Tordre qqc. (de qq. part). "Écarter, chasser (de)" : Au traytour a demandé Une pomme, et luy commandé Que tost luy quiere, pour ens mordre ; Par ce, cuida le venin tordre, Mais le fauls traytre chenin, En la pomme pire venin Mist que le primier (CHR. PIZ., M.F., IV, 1400-1403, 64).

 

-

Tordre son chemin à qqn. "Faire faire un détour à qqn" : Et conviendra que le pauvre marchant, clerc, noble ou bourgois, s'il porte chose qui doye paiage selon l'usaige tyrannique, doye arriver au chastel ou a une mayson sus la riviere en lui torsant ou alongeant son chemin et destourbant d'une lieue ou de deux. (MÉZIÈRES, Songe vieil pèl. C., t.2, c.1386-1389, 415).

 

-

Chemin tortu. "Chemin détourné" : En ung destroit bien gardé par offence, Prenant chemin tortu, inextricable, Qui difficile nous seroit explicable (ANTITUS, Poés. P., c.1500, 4).

 

2.

(Se) tordre (de)

 

a)

"Se détourner (au propre ou au fig.), s'écarter (de)" : ...je say bien un autre point Qui ce point ci dou tout desment, Dont cils qui le maintient se ment, Et tantost li reprouveray, Car selonc raison prouveray Pour moy droit et contre lui tort, Car de la verité se tort. (MACH., D. Aler., a.1349, 301). LA DAME. Sire, ceste raison me plait. Dès qu'entamé en avons plait, Mon fait moustreray par figure Selonc les ouevres de Nature, Tout pour Guillaume qui se tort De verité dont il a tort. (MACH., J. R. Nav., 1349, 193). Ha, ce dist Misericorde, Ne voi pas mont c'on se torde De Sapience ouir parler De ceci et determiner (GUILL. DIGULL., Pèler.
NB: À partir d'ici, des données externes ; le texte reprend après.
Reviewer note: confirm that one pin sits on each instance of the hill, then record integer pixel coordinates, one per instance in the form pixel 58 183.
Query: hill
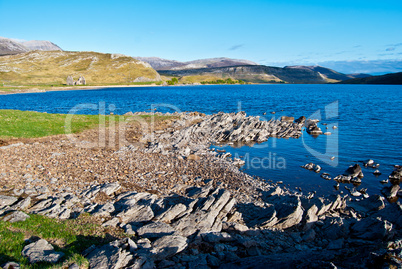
pixel 391 79
pixel 53 67
pixel 40 45
pixel 10 46
pixel 329 74
pixel 261 74
pixel 164 64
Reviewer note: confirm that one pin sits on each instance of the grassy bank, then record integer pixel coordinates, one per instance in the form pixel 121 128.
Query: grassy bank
pixel 71 237
pixel 29 124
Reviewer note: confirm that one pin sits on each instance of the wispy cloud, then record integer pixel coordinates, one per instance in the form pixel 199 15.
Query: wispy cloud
pixel 236 47
pixel 395 45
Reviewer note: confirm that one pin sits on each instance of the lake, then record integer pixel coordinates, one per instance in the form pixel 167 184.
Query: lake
pixel 368 120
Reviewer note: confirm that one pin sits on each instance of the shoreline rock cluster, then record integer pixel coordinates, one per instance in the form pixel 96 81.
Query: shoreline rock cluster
pixel 239 222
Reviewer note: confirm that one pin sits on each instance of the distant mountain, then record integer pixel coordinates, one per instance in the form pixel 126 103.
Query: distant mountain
pixel 329 74
pixel 10 46
pixel 53 67
pixel 262 74
pixel 164 64
pixel 159 63
pixel 41 45
pixel 391 79
pixel 252 73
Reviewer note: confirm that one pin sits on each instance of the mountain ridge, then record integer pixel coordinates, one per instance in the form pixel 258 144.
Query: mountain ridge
pixel 165 64
pixel 387 79
pixel 9 46
pixel 53 67
pixel 264 74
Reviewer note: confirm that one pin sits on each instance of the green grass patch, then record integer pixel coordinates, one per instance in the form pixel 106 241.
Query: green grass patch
pixel 71 237
pixel 29 124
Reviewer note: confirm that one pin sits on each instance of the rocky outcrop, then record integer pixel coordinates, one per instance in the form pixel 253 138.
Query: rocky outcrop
pixel 70 81
pixel 41 251
pixel 219 128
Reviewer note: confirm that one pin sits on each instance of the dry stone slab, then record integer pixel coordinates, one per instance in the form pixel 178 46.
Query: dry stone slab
pixel 41 251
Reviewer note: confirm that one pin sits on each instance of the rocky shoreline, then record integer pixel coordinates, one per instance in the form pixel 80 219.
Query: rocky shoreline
pixel 183 205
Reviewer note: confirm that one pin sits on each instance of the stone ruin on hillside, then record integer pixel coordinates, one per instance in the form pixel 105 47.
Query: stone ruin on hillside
pixel 80 81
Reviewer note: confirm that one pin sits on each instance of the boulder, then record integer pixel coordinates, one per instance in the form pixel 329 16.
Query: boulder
pixel 301 120
pixel 289 211
pixel 7 200
pixel 207 217
pixel 391 191
pixel 41 251
pixel 155 230
pixel 372 229
pixel 369 205
pixel 217 237
pixel 11 265
pixel 287 119
pixel 336 244
pixel 110 188
pixel 16 216
pixel 353 171
pixel 168 246
pixel 114 255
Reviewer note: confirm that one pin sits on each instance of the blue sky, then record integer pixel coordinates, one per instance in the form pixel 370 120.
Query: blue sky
pixel 267 32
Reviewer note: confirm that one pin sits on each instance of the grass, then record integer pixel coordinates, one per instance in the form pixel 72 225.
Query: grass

J.-C. S., 1358, 17). ...maiz aussi a il oultre en ly raison qui le doit gouverner et ne le doit tant soit pou laissier oncques tordre ne decliner du chemin de vertu pour fortune quelconques (EVR. CONTY, Eschez amour. mor. G.-T.R., c.1400, 501). La est la souvraine Geomettre, Ou Dieu a voulu chacun mettre En son lieu par mesure et ordre, Ou la ligne ne se peut tordre De tendre a Dieu (CHR. PIZ., M.F., II, 1400-1403, 111). ...le bel ordre Des planetes qui ne puet tordre De son cours (CHR. PIZ., Chem. estude P., 1402-1403, 81).

 

-

"Dévier" : ...le premier est le droit chemin de raison, qui veult aler tousdiz le droit, sanz tordre, ainsy que l'entendement bien conseillié le juge et determine (EVR. CONTY, Eschez amour. mor. G.-T.R., c.1400, 60).

 

-

"Faire un détour" : Remond fist moult beau don aux deux chevaliers, et leur bailla lettre, et leur dist qu'ilz lui saluassent Gieffroy et qu'ilz portassent la teste du jayant a Melusigne, qui estoit a Nyort, et qu'ilz ne se teurdroient de gaires. (ARRAS, c.1392-1393, 248).

 

b)

(Se) tordre. "S'égarer (au propre ou au fig.), se fourvoyer" : [Le sultan envoie de nouveaux négociateurs] Si qu'en Chypre les envoia ; Moult leur dist et moult leur pria Qu'en toutes manieres s'acordent ; Car s'il font pais, pas ne se tordent. Li amiral ont pris congié, Qui n'ont pas dormi ne songié, Einsois faut que chascuns entende Ad ce que leurs sires commande. (MACH., P. Alex., p.1369, 133). ...le second est le mouvement de sensualité, qui tousdiz voulentiers s'en va tout au contraire du chemin de raison, en ensievant le jugement du sens qui de legier se tort et se desvoie (EVR. CONTY, Eschez amour. mor. G.-T.R., c.1400, 60). G'y voix, Dieu doint que ne me torde. (Pass. Semur D.M., c.1420 [1488], 25). Nostre Dame, je me tordroye De beaucoup a aler par la. (Path. D., c.1456-1469, 74).

 

-

Prov. Ne se tord jamais qui prend le bon chemin. "Celui qui prend le bon chemin, jamais ne se fourvoie" : ...s'ilz vous disent que le tour est grant, vous savez qu'il ne se tort jamais qui prent le bon chemin. (Lettres Ch. VIII, P., t.2, 1488, 148).